24.1.06

a fumaça preenchia o ar com cheiro de pólvora, enquanto os ouvidos dele ecoavam o barulho da revólver enferrujado.

no chão, um corpo parece estranhamente desprovido de humanidade, pela maneira como as pernas estavam dispostas. o sangue espesso e escuro formava uma poça, que refletia as luzes amarelas da iluminação de rua.

o homem com a arma não sentia nada. como o corpo estendido à sua frente, ele estava desprovido de alma.

ela lhe foi tomada aos poucos, diluída em copos cheios de bebida barata, em bares sujos onde ele se escondia da frustração de não conseguir mais trabalho.

ainda reside dentro dele uma lembrança que parece distante, sem foco, como um filme antigo: uma mulher (sua esposa?) reclamando de não ter comida em casa ela carregava uma criança nos braços e outra dentro de seu corpo (seus filhos? não se lembrava). eles discutiram. ele bateu nela.
ela revida com a faca...

o corpo dela e das crianças foi encontrado pelo vizinho, dias depois. o homem nunca voltou lá.
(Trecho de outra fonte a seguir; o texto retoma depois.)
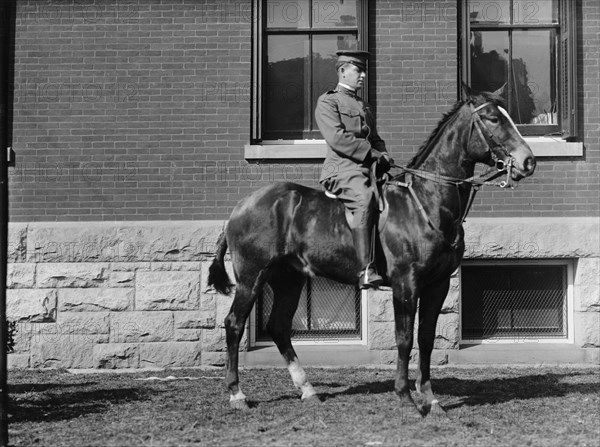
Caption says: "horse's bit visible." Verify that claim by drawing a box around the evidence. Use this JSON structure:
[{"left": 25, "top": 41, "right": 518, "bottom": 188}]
[{"left": 386, "top": 102, "right": 524, "bottom": 249}]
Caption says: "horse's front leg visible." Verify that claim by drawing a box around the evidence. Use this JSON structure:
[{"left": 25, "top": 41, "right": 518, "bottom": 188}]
[
  {"left": 415, "top": 279, "right": 450, "bottom": 415},
  {"left": 393, "top": 279, "right": 420, "bottom": 416}
]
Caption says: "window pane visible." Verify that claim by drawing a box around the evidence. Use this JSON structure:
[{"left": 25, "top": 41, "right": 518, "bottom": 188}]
[
  {"left": 312, "top": 34, "right": 357, "bottom": 129},
  {"left": 312, "top": 0, "right": 357, "bottom": 28},
  {"left": 511, "top": 30, "right": 558, "bottom": 124},
  {"left": 263, "top": 34, "right": 312, "bottom": 138},
  {"left": 265, "top": 0, "right": 310, "bottom": 28},
  {"left": 513, "top": 0, "right": 556, "bottom": 25},
  {"left": 469, "top": 0, "right": 510, "bottom": 23},
  {"left": 470, "top": 31, "right": 508, "bottom": 92}
]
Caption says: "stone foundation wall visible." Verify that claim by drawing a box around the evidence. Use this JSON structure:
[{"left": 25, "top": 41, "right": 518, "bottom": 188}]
[{"left": 7, "top": 218, "right": 600, "bottom": 368}]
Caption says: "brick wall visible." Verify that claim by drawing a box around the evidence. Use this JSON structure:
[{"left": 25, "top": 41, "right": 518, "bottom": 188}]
[{"left": 5, "top": 0, "right": 600, "bottom": 222}]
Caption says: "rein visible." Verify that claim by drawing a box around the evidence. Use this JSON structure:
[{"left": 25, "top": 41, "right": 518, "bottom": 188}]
[{"left": 386, "top": 102, "right": 513, "bottom": 249}]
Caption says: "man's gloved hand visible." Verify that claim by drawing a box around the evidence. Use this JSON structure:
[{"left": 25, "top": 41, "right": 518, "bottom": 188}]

vivera na rua, desde então.

tornou-se viciado.

roubava para comprar mais pedras, pra queimar todas as dores do mundo na fumaça de um cachimbo improvisado de restos de lixo.
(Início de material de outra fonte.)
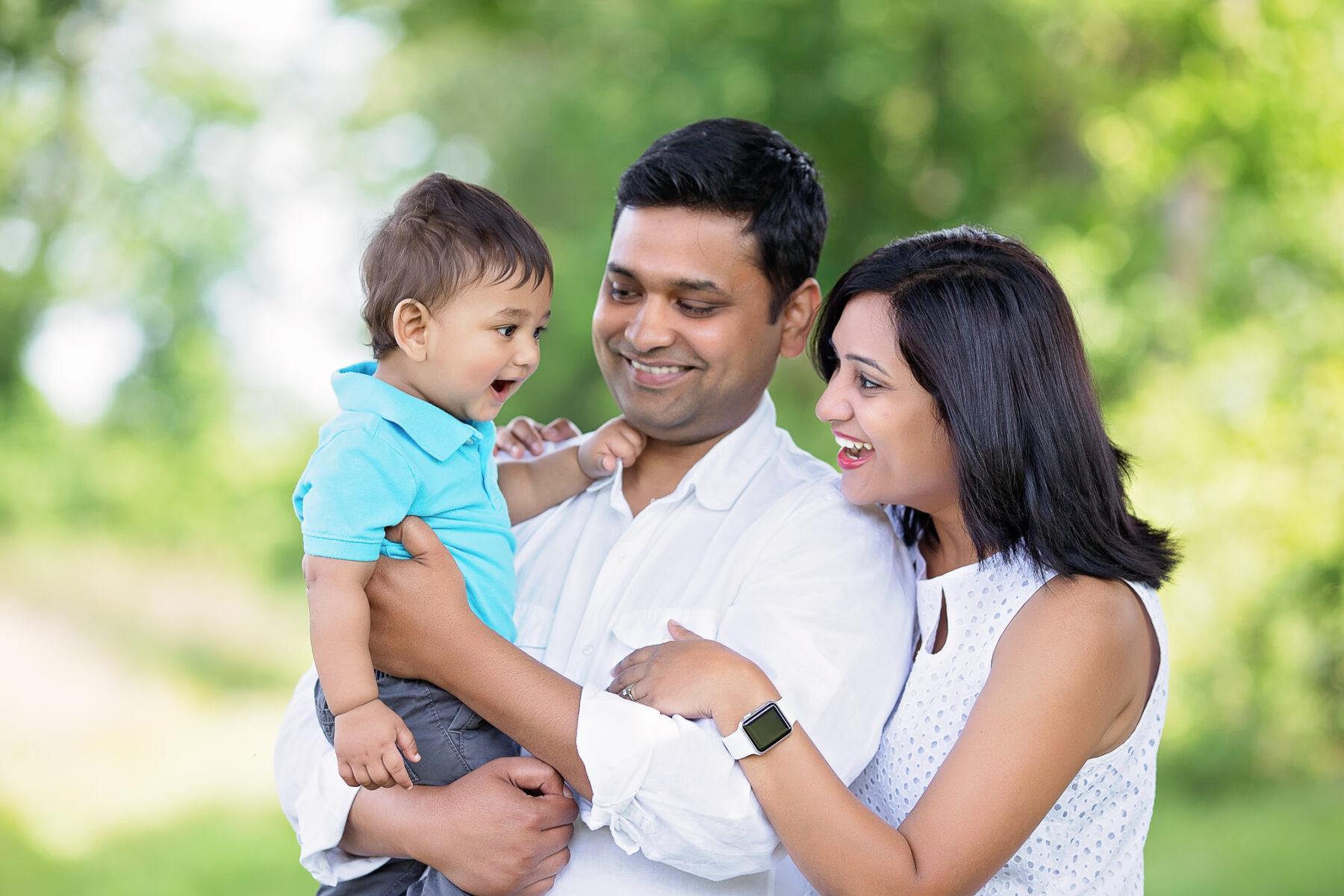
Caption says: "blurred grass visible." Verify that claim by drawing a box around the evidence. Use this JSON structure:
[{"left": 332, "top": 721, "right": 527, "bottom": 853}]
[
  {"left": 0, "top": 810, "right": 308, "bottom": 896},
  {"left": 1144, "top": 782, "right": 1344, "bottom": 896},
  {"left": 0, "top": 782, "right": 1344, "bottom": 896}
]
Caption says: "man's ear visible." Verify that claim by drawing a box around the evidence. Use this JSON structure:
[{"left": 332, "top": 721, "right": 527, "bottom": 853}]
[
  {"left": 780, "top": 277, "right": 821, "bottom": 358},
  {"left": 393, "top": 298, "right": 429, "bottom": 361}
]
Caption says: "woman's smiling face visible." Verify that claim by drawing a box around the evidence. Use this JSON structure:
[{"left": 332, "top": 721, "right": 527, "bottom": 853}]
[{"left": 817, "top": 293, "right": 957, "bottom": 516}]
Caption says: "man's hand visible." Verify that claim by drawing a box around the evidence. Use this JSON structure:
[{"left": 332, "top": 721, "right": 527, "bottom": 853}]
[
  {"left": 335, "top": 699, "right": 420, "bottom": 790},
  {"left": 608, "top": 620, "right": 780, "bottom": 733},
  {"left": 494, "top": 417, "right": 579, "bottom": 461},
  {"left": 364, "top": 516, "right": 476, "bottom": 679},
  {"left": 341, "top": 756, "right": 578, "bottom": 896}
]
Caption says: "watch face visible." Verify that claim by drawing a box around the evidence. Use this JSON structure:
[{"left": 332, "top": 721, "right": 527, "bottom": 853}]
[{"left": 742, "top": 703, "right": 791, "bottom": 752}]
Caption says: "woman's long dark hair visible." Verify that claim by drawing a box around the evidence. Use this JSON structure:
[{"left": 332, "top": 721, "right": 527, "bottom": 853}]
[{"left": 812, "top": 225, "right": 1177, "bottom": 587}]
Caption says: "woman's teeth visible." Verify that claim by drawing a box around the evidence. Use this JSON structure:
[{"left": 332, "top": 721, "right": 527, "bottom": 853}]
[
  {"left": 626, "top": 358, "right": 685, "bottom": 373},
  {"left": 836, "top": 435, "right": 872, "bottom": 457}
]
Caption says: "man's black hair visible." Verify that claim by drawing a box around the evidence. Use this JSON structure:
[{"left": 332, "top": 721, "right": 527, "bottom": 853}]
[{"left": 612, "top": 118, "right": 827, "bottom": 323}]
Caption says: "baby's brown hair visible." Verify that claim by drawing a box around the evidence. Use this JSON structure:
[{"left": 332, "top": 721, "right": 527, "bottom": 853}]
[{"left": 361, "top": 172, "right": 555, "bottom": 358}]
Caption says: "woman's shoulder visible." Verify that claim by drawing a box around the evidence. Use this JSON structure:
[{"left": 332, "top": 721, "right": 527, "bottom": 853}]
[{"left": 995, "top": 575, "right": 1152, "bottom": 703}]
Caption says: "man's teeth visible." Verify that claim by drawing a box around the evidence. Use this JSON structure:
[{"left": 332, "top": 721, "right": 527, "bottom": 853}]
[
  {"left": 625, "top": 358, "right": 685, "bottom": 373},
  {"left": 836, "top": 435, "right": 872, "bottom": 454}
]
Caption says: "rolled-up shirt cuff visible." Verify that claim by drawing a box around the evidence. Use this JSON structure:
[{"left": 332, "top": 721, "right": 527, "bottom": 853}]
[
  {"left": 297, "top": 752, "right": 387, "bottom": 886},
  {"left": 276, "top": 669, "right": 387, "bottom": 886},
  {"left": 575, "top": 688, "right": 677, "bottom": 853}
]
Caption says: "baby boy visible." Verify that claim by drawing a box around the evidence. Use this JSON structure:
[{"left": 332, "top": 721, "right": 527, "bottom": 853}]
[{"left": 294, "top": 173, "right": 644, "bottom": 854}]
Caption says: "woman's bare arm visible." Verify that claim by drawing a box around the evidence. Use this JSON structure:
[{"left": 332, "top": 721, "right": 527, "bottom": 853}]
[{"left": 613, "top": 578, "right": 1156, "bottom": 895}]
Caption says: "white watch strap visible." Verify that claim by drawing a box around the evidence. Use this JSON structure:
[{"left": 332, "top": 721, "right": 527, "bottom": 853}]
[{"left": 723, "top": 697, "right": 798, "bottom": 759}]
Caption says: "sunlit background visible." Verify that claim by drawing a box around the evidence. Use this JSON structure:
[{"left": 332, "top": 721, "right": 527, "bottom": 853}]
[{"left": 0, "top": 0, "right": 1344, "bottom": 893}]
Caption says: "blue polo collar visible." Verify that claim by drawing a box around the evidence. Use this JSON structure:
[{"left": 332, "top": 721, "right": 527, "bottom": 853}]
[{"left": 332, "top": 361, "right": 494, "bottom": 461}]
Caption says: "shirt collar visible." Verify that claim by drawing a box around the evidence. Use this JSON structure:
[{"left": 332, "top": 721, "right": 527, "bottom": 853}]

abaixou-se para pegar a carteira do homem. vasculhou-a, à procura de dinheiro. havia pouco. em um dos bolsos, uma foto de uma mulher e uma criança.

jogou-a fora.

levantou, dando uma última olhada para baixo. queria ter tido mais sorte... aquela grana ia dar para pouco crack.

colocou a arma por dentro da calça e se afastou.

não sente pena do homem.

ele também sabe o que é estar morto.